2023年9月7日
当機構では日々、事業者の皆様に個人情報保護に関するアドバイスや研修を行っております。
様々な企業の多様な立場の方とお話しておりますが、個人情報保護法における個人情報の定義をはじめから正確に理解されている方は決して多くはありません。
そこで今回のブログでは、個人情報保護法における個人情報の定義についてあらためて確認いたします。
しかし日本の個人情報保護法で定義された個人情報の範囲はEU等と比べて狭く、また消費者保護の観点からは、法令を守るだけでは不十分であるという見解も広がりつつあります。そのような動向についてもご説明します。
※個人情報保護法に関しては以下を参照しておりますが、実務対応におかれましては法令等を必ず直接ご確認ください。
・個人情報の保護に関する法律についてのガイドライン(通則編)(以下、ガイドラインと表記)
・「個人情報の保護に関する法律についてのガイドライン」 に関するQ&A(以下、Q&Aと表記)
個人情報の定義についてのもっともよくある誤解は、氏名、性別、生年月日、住所等だけが個人情報であるというものだと思われます。
個人情報保護法における個人情報の定義は以下となっています(一部省略、太字化はJPACにて)。
この法律において「個人情報」とは、生存する個人に関する情報であって、次の各号のいずれかに該当するものをいう。
一 当該情報に含まれる氏名、生年月日その他の記述等(略)により特定の個人を識別することができるもの(他の情報と容易に照合することができ、それにより特定の個人を識別することができることとなるものを含む。)
二 個人識別符号が含まれるもの
※個人識別符号とはその情報単体から特定の個人を識別できる文字、番号、記号その他の符号で政令で定められた以下のようなもの。
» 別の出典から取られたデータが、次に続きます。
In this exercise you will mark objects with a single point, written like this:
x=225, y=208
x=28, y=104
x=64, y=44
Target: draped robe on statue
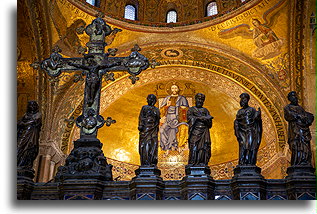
x=248, y=130
x=175, y=117
x=149, y=119
x=299, y=136
x=199, y=121
x=29, y=128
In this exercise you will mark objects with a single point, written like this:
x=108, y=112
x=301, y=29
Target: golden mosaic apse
x=124, y=102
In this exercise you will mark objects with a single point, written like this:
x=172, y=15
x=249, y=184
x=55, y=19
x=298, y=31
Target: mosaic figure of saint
x=173, y=112
x=268, y=44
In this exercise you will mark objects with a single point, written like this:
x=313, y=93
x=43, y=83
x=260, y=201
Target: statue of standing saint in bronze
x=199, y=121
x=149, y=120
x=248, y=130
x=299, y=136
x=29, y=128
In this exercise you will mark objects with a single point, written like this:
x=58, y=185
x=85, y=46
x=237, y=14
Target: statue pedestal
x=301, y=183
x=147, y=185
x=85, y=171
x=197, y=184
x=25, y=183
x=248, y=183
x=81, y=189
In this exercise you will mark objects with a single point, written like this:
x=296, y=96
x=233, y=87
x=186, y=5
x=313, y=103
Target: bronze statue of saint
x=299, y=135
x=29, y=128
x=248, y=130
x=149, y=120
x=199, y=121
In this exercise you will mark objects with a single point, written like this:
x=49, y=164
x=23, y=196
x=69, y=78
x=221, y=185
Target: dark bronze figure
x=149, y=120
x=248, y=130
x=93, y=72
x=199, y=121
x=29, y=128
x=298, y=131
x=87, y=159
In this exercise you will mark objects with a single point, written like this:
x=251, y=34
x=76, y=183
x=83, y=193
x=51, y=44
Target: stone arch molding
x=110, y=93
x=223, y=61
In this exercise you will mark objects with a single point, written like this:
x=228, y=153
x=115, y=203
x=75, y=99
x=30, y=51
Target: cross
x=94, y=65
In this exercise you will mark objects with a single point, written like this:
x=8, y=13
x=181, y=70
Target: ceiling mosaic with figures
x=245, y=46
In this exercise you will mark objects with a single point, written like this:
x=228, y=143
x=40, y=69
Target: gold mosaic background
x=226, y=41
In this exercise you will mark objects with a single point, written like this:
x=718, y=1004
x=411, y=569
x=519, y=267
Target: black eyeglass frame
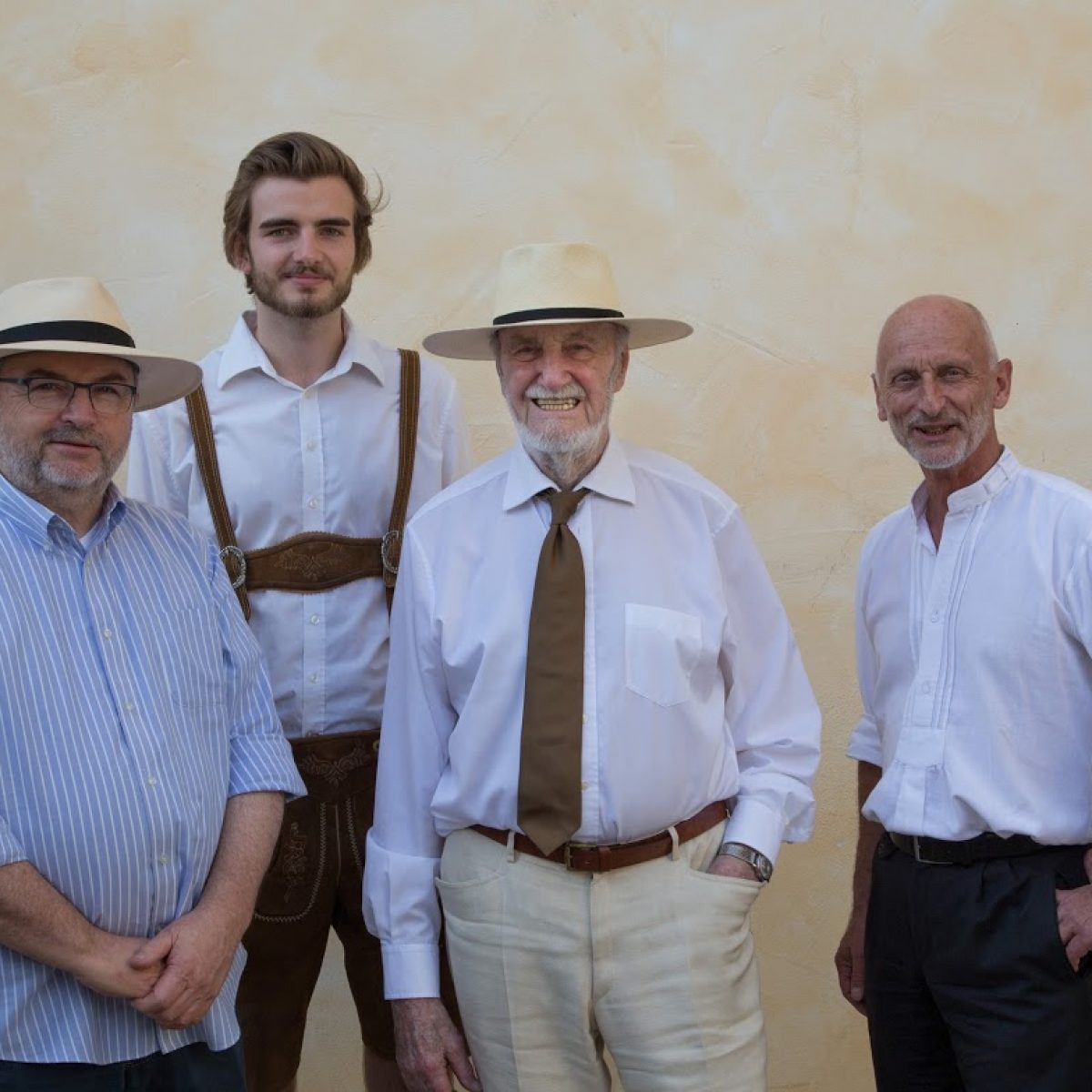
x=25, y=382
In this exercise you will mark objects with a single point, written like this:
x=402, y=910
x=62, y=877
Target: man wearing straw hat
x=599, y=733
x=143, y=768
x=304, y=451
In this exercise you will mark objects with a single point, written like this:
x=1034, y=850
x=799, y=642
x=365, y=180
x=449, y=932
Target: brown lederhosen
x=317, y=866
x=315, y=561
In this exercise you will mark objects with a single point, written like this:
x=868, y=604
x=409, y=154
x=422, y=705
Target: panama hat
x=544, y=284
x=77, y=315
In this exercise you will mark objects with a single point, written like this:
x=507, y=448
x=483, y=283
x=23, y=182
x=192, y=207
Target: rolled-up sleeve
x=403, y=849
x=865, y=741
x=771, y=713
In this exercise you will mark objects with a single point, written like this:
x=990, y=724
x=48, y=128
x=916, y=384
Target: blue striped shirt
x=134, y=703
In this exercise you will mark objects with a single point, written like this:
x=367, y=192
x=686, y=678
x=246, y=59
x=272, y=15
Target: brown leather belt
x=582, y=857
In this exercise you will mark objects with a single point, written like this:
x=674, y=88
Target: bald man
x=972, y=911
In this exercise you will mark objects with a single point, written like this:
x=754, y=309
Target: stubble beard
x=268, y=290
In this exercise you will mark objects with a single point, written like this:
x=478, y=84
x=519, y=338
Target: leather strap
x=579, y=857
x=315, y=561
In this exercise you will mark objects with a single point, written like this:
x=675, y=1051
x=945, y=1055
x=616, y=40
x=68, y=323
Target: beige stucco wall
x=780, y=174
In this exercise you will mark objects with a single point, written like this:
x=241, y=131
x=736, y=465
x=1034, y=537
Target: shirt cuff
x=410, y=971
x=865, y=743
x=11, y=851
x=263, y=764
x=754, y=824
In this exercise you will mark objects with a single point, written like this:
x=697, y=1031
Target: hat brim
x=162, y=379
x=475, y=344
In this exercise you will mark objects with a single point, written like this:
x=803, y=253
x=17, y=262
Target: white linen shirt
x=973, y=662
x=294, y=460
x=693, y=687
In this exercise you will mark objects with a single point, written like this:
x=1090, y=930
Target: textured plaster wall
x=780, y=174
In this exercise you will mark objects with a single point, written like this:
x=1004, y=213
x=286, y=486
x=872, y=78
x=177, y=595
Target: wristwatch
x=758, y=861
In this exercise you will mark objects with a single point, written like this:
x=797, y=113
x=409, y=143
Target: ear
x=880, y=412
x=240, y=256
x=620, y=371
x=1003, y=383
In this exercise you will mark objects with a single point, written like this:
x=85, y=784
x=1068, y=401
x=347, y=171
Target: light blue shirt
x=134, y=703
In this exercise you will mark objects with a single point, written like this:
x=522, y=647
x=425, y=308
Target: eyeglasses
x=46, y=393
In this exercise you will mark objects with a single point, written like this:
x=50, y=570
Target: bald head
x=955, y=320
x=938, y=382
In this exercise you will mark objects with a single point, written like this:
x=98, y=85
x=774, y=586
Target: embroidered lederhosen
x=315, y=561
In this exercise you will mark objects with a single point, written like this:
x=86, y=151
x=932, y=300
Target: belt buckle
x=569, y=847
x=925, y=861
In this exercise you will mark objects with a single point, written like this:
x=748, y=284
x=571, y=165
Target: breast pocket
x=662, y=650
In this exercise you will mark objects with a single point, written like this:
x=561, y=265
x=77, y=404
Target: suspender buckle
x=391, y=544
x=240, y=562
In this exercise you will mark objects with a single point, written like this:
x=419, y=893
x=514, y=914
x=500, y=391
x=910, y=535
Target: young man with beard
x=972, y=909
x=567, y=742
x=142, y=768
x=305, y=451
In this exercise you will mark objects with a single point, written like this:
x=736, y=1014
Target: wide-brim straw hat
x=77, y=315
x=544, y=284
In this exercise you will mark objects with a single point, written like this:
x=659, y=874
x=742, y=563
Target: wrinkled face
x=71, y=451
x=935, y=382
x=560, y=382
x=300, y=250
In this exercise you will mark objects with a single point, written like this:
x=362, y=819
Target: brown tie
x=550, y=802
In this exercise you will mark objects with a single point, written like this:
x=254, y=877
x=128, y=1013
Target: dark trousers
x=966, y=981
x=191, y=1069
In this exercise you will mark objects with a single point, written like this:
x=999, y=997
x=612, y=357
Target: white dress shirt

・生体情報を変換した符号として、DNA、顔、虹彩、声紋、歩行の態様、手指の静脈、指紋・掌紋等
・公的な番号として、パスポート番号、基礎年金番号、免許証番号、マイナンバー、各種保険証等
この通り、氏名や生年月日等はあくまで一例としてあげられているものであり、個人情報の定義の骨子は、特定の個人を識別することができる情報ということです。
そしてかっこ書きにある通り、他の情報と容易に照合することができ、それにより特定の個人を識別することができることとなる情報も含まれます。
つまり、ある情報単体では個人を特定出来なくても、他の情報と組み合わせることによって特定の個人が識別できれば、組み合わせによって個人情報になるということです。
裏を返せば、ある情報が特定の個人を識別できず、他の情報と組み合わせることもできない場合は、個人情報には該当しないということになります。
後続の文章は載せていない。